Хоть и не совсем переродившись при этом обратном зигзаге удачи, отец все же на время устыдился и присмирел. Он вернулся на место профессора клинической кардиологии в университете и вновь занялся исследовательской работой – для которой, вопреки его собственному мнению, явно подходил. И действительно, через три года после возвращения в академический мир он снова вырвался вперед в своей области исследований и даже получил медаль за исследование малоизвестной патологии, называемой синдром Бругада.

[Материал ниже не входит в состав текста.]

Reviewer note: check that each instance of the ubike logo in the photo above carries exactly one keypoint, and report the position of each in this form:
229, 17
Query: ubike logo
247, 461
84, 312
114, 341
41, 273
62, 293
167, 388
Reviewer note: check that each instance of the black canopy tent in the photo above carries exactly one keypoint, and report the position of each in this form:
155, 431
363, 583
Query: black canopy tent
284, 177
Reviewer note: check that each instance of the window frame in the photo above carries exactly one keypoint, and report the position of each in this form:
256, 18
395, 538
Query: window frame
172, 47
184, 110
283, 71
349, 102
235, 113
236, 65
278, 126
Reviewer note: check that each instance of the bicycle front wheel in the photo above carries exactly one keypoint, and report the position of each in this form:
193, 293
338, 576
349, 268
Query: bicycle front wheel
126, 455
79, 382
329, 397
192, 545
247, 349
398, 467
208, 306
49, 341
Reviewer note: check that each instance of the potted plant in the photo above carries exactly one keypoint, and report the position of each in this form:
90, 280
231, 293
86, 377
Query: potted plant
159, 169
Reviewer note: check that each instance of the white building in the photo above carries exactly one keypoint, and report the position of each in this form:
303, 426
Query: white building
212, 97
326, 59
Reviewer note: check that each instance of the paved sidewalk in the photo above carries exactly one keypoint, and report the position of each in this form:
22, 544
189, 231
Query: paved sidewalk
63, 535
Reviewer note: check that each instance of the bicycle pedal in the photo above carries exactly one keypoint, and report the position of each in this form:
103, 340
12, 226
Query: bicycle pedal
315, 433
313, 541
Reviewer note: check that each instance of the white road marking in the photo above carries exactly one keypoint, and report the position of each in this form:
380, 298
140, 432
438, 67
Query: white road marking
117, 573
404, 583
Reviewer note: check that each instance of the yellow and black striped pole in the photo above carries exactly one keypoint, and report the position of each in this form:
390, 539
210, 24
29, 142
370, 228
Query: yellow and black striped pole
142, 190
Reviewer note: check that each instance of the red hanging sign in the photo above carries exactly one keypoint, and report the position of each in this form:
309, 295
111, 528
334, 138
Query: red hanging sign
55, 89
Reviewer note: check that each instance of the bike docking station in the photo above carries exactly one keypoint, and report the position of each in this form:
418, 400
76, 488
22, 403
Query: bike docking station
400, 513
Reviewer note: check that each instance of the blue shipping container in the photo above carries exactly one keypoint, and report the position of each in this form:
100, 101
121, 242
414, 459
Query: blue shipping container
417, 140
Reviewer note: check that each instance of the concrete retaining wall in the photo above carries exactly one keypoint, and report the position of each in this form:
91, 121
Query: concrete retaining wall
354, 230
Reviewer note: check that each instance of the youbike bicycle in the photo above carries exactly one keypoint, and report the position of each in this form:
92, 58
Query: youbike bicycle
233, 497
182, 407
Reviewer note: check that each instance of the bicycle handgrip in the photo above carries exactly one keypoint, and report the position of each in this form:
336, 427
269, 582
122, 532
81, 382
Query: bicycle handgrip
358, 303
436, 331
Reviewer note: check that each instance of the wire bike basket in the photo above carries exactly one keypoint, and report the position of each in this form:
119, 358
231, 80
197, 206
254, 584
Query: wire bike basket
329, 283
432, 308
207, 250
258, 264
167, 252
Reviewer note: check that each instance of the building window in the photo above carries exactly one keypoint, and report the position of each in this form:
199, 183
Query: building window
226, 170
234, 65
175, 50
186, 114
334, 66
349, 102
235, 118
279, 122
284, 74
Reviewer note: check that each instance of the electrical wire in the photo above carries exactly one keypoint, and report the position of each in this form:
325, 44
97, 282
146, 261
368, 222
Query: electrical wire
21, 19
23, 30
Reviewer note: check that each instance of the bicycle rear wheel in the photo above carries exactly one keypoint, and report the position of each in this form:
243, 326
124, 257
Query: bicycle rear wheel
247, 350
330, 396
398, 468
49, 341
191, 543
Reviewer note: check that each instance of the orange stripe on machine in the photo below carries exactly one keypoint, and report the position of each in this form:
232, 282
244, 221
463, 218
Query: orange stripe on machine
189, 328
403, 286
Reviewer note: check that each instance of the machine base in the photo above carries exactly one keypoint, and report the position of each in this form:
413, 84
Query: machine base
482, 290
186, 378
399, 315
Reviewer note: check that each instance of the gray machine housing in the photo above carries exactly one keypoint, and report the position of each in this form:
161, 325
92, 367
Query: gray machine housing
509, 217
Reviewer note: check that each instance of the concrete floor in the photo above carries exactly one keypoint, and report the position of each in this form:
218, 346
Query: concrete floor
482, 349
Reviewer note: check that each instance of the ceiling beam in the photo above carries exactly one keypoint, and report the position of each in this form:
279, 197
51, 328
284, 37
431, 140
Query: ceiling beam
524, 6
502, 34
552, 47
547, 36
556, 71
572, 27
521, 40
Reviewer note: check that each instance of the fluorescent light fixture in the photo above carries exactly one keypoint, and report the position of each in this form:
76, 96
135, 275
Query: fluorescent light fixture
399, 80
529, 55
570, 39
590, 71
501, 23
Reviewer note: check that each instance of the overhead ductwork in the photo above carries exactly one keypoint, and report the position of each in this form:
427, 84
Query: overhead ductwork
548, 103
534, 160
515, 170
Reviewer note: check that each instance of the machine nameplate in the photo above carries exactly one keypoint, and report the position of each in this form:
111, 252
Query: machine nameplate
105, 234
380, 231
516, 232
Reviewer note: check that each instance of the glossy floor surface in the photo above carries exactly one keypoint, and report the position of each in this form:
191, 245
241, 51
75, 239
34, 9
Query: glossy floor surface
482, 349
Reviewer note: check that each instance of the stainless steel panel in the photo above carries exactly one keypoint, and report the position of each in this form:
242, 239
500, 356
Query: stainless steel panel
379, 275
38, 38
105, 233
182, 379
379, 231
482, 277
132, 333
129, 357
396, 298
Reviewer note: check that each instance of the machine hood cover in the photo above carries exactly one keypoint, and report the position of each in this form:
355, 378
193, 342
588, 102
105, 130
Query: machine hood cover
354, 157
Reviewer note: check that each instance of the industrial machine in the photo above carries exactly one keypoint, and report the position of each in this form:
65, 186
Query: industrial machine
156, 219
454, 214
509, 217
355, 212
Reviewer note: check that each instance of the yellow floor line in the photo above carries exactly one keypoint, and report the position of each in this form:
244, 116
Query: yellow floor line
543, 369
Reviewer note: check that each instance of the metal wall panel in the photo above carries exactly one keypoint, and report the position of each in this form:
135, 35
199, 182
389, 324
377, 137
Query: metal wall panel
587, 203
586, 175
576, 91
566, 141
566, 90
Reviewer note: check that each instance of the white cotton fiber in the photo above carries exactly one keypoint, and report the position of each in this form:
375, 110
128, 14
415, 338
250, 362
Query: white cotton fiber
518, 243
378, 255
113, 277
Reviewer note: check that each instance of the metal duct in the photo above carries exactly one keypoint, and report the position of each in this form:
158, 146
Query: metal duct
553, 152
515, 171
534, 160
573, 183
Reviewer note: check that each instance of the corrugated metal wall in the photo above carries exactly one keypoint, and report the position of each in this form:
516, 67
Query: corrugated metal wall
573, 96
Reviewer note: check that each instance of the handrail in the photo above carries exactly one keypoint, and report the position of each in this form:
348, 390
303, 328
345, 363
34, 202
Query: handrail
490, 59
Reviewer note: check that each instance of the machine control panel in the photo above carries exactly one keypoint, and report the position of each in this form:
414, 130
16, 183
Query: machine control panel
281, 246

Таким образом он второй раз получил премию «Исследователь года Американского колледжа кардиологии» и стал третьим врачом в ее истории – и, вероятно, самым неплатежеспособным – награжденным этой премией дважды.

Именно работа отца над синдромом Бругада – редким и часто смертельным видом аритмии – привела его к первой встрече с Дональдом Трампом.